IQ is supposedly an objective measure of innate intelligence. It’s how smart you are.
Period.
But then why is humanity’s IQ increasing? Are our brains getting better? Our blossoming genius is so profound that every twenty years or so we need a new, harder IQ test just to keep up. (The average person from the year 1900 would score near 70 on today’s test, or on the edge of profound mental retardation.)
I’ve got the brain of a four-year-old. I’ll bet he was glad to be rid of it.
—Groucho Marx
People have suggested that this phenomenon is created by better diets, improved schooling, smaller families, or more liberal child-rearing techniques.
But is there something else going on here?
It turns out that only specific parts of the IQ test show significant increases: modern humans are better than our forebears at spotting abstract patterns and at reordering scrambled pictures, but we are no better than Jefferson, Washington, and Abigail Adams at memorizing sequences of numbers, and our scores for vocabulary and general knowledge are similar.

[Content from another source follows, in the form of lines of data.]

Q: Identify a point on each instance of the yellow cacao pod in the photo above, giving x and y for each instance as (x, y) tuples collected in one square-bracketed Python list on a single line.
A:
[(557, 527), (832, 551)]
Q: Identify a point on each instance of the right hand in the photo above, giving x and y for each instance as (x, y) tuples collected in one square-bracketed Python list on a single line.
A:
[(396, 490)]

It turns out the question of increasing IQ is one of priorities and not one of intelligence. While modern humans place value on spotting abstract patterns and connecting widely disparate ideas, our ancestors thought abstract reasoning was silly, preferring a “show me the corn” focus on concrete reasoning.

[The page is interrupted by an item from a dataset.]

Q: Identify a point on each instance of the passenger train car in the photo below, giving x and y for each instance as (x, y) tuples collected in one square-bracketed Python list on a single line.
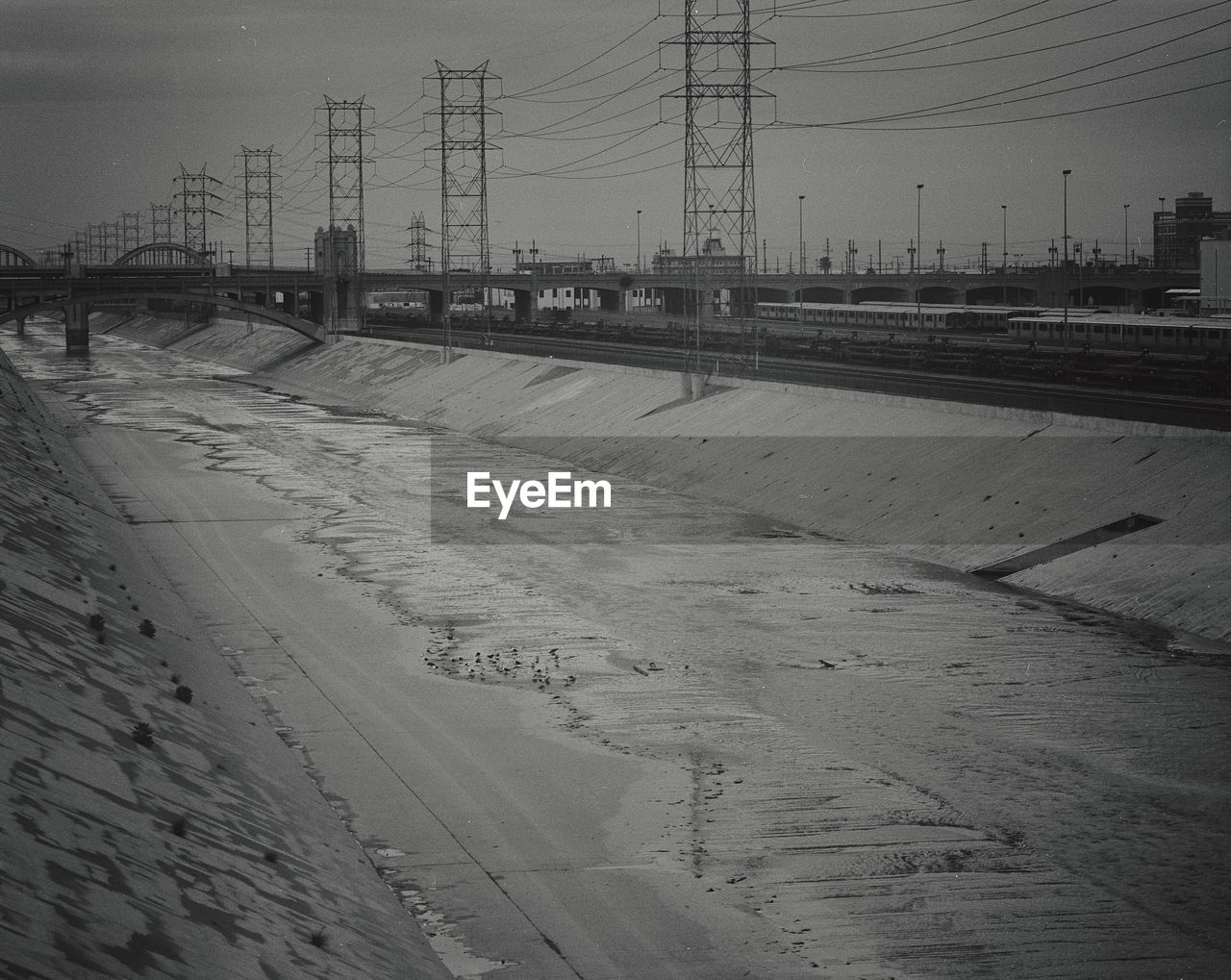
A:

And so researchers watch with interest today’s shifting priorities. Specifically, we increasingly devalue the ability to store information. No longer does schooling focus on memorizing dates and places and the Declaration of Independence. To a large degree, we’ve off-loaded the storage function of our brains to Google. If we can so easily get information, why memorize it? (This is like a couple generations ago when we realized that machines could add, subtract, multiply, and divide … and lost the ability to do so ourselves.)
Are we living at the top of an IQ bubble in which we can both reason abstractly and recall concrete information? Eventually, will the devaluation of memorization lead to underperformance on the concrete knowledge sections of the IQ test, dragging our overall IQ scores down? Will our IQ bubble pop like the tech and housing bubbles?
In short, are we due to get dumber?
IQ Cycle
As described above, every twenty years or so we design a new, harder test to compensate for steadily rising scores. One effect of this cycle is that around year nineteen of each test’s life span, fewer people earn low scores and fewer public-school students qualify for low-IQ support programs. The enrollment in these programs shrinks and so does their funding. Then, with the adoption of a new, harder test, a glut of students qualifies, overrunning the support system.